The boy was educated in Berlin, at the Goethe Oberrealschule, but he didn’t, as the school and his parents expected, go on to become a scientist or a mathematician—he wanted to be a soldier. In fact he wanted to be a cavalryman like his father, and he took riding lessons early.
When he was eighteen, despite a modicum of parental reluctance—they were “old” Germany, after all—he joined the Hitler Youth. That was in March 1933; and six months later, on the seventeenth of October, 1933, there’s his name, Sebastian Volunder, on the list of men at the very foundation of the SS cavalry. He had amber eyes—amber like a timber wolf’s.
Sebastian Volunder had put his foot on a golden ladder. From that early cavalry intake, his superiors selected him and one other to join a company known as Leibstandarte SS Adolf Hitler—the Führer’s personal bodyguard. He and his comrade (who later became his commanding officer) received their second lieutenant commissions on 20 April 1936, a day of added joy for them: It was Hitler’s forty-seventh birthday.

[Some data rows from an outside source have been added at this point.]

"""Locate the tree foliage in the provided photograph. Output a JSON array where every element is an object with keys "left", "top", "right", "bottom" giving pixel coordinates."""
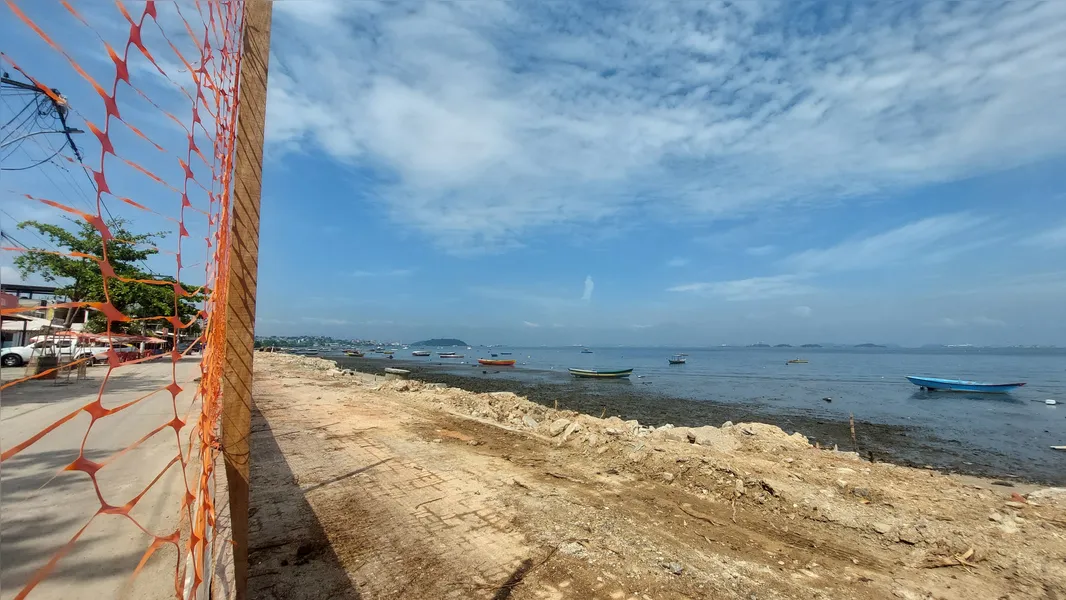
[{"left": 14, "top": 218, "right": 203, "bottom": 336}]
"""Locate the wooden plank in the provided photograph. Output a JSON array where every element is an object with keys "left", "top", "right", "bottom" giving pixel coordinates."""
[{"left": 221, "top": 1, "right": 272, "bottom": 598}]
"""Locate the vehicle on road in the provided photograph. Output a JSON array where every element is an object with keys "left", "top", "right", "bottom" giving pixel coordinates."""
[{"left": 1, "top": 340, "right": 137, "bottom": 368}]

Die Kreme des Korps, Sebastian Volunder called them. “We were the most superb of the elite,” he said to his sister, and they had to conform to dictates laid down in Hitler’s own handwriting: exceptional health and fitness; at least five feet nine inches tall; no teeth fillings. The body at the hip had to measure as close as possible to halfway; the leg had to measure “with equal felicity,” he said, between thigh and knee—in other words, no physical disproportion anywhere. As to the essential “racial purity”—for officers, they required proof of ancestry going back to 1750; for soldiers, the year 1800.